DLInference#
Overview#
The DLInference operator enables users of PVA Solutions to run ONNX models.
This operator is a thin wrapper around the network function generated by pva-onnx-compiler,
an MLIR-based tool that converts ONNX models to a C function.
This C function configures all the tasks needed to run the model, encapsulated in a C struct pva_dl_lib_engine_t
.
Layer Support and Limitations#
Layer |
Data Type |
Limitations |
---|---|---|
Conv2D |
INT8, FP16, FP32 |
Number of output channels must be a multiple of 64 |
Gemm/Matmul |
INT8, FP32 |
|
Add |
INT8, FP32 |
|
MaxPool2D |
INT8, FP16 |
Kernel size = 3x3 or 5x5 |
AveragePool2D |
INT8, FP32 |
|
Quantize |
FP32 |
Scale must be scalar |
Dequantize |
INT8 |
Scale must be scalar |
Layernorm |
FP32 |
|
Self-attention |
INT8 |
Head size must be 32 |
The INT8 Conv2D/Gemm kernels use TensorRT’s INT8 quantization scheme, with scale type being FP32.

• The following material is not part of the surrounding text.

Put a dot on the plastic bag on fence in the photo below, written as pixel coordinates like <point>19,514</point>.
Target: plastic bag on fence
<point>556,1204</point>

Apart from these compute kernels, pva-onnx-compiler can also handle memory operations like slice, transpose, concat, etc. When fusion is possible, pva-onnx-compiler tries to eliminate memory operations in a best-effort manner.
Performance#
Execution Time
is the average time required to execute the operator on a single VPU core.

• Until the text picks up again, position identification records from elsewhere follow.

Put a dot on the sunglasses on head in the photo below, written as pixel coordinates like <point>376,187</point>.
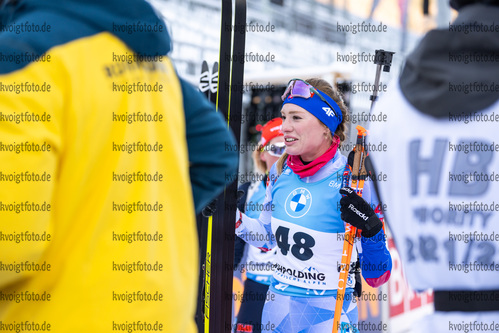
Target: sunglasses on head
<point>300,88</point>
<point>275,149</point>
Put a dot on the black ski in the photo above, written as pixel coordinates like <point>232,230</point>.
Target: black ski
<point>229,102</point>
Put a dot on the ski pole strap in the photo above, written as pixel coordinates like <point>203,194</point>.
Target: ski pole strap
<point>466,300</point>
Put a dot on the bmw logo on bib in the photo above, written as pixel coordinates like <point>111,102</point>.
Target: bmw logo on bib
<point>298,202</point>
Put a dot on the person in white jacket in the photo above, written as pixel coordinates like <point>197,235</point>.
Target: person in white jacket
<point>441,164</point>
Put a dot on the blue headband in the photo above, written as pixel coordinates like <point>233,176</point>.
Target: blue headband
<point>322,111</point>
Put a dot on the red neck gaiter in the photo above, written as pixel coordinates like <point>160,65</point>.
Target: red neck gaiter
<point>302,170</point>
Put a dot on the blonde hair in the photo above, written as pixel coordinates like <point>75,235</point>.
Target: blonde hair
<point>341,130</point>
<point>260,165</point>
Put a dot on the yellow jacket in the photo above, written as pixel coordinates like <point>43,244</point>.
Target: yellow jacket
<point>98,167</point>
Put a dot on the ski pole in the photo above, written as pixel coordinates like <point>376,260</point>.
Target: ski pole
<point>383,59</point>
<point>358,173</point>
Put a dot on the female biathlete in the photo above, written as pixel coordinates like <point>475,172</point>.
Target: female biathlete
<point>258,263</point>
<point>303,215</point>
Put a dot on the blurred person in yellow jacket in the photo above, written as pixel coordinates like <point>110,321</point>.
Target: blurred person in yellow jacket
<point>105,156</point>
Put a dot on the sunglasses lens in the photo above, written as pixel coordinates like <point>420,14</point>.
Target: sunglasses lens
<point>301,89</point>
<point>297,88</point>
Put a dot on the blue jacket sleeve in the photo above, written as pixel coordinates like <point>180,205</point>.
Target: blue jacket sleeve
<point>213,159</point>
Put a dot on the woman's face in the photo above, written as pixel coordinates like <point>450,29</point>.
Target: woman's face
<point>304,134</point>
<point>265,155</point>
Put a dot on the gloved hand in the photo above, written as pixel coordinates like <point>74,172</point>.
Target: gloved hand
<point>210,209</point>
<point>359,213</point>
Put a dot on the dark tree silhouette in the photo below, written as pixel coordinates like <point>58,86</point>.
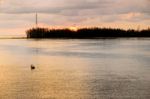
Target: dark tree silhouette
<point>85,33</point>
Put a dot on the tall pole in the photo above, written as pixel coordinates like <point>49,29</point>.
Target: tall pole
<point>36,21</point>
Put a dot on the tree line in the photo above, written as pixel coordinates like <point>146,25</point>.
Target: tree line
<point>85,33</point>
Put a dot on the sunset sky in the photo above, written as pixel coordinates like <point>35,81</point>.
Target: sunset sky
<point>16,16</point>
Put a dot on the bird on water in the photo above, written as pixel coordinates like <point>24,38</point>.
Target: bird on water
<point>32,67</point>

Note that each PVA contains two VPU cores, which can operate in parallel to process two streams simultaneously, or reduce execution time by approximately half by splitting the workload between the two cores.
Total Power
represents the average total power consumed by the module when the operator is executed concurrently on both VPU cores.
For detailed information on interpreting the performance table below and understanding the benchmarking setup, see Performance Benchmark.
Network |
InputSize |
InputDataType |
Execution Time |
Submit Latency |
Total Power |
---|---|---|---|---|---|
swin_t |
3x224x224 |
S8 |
30.701ms |
2.345ms |
12.705W |
Compatibility#
Supported only on the Orin platform.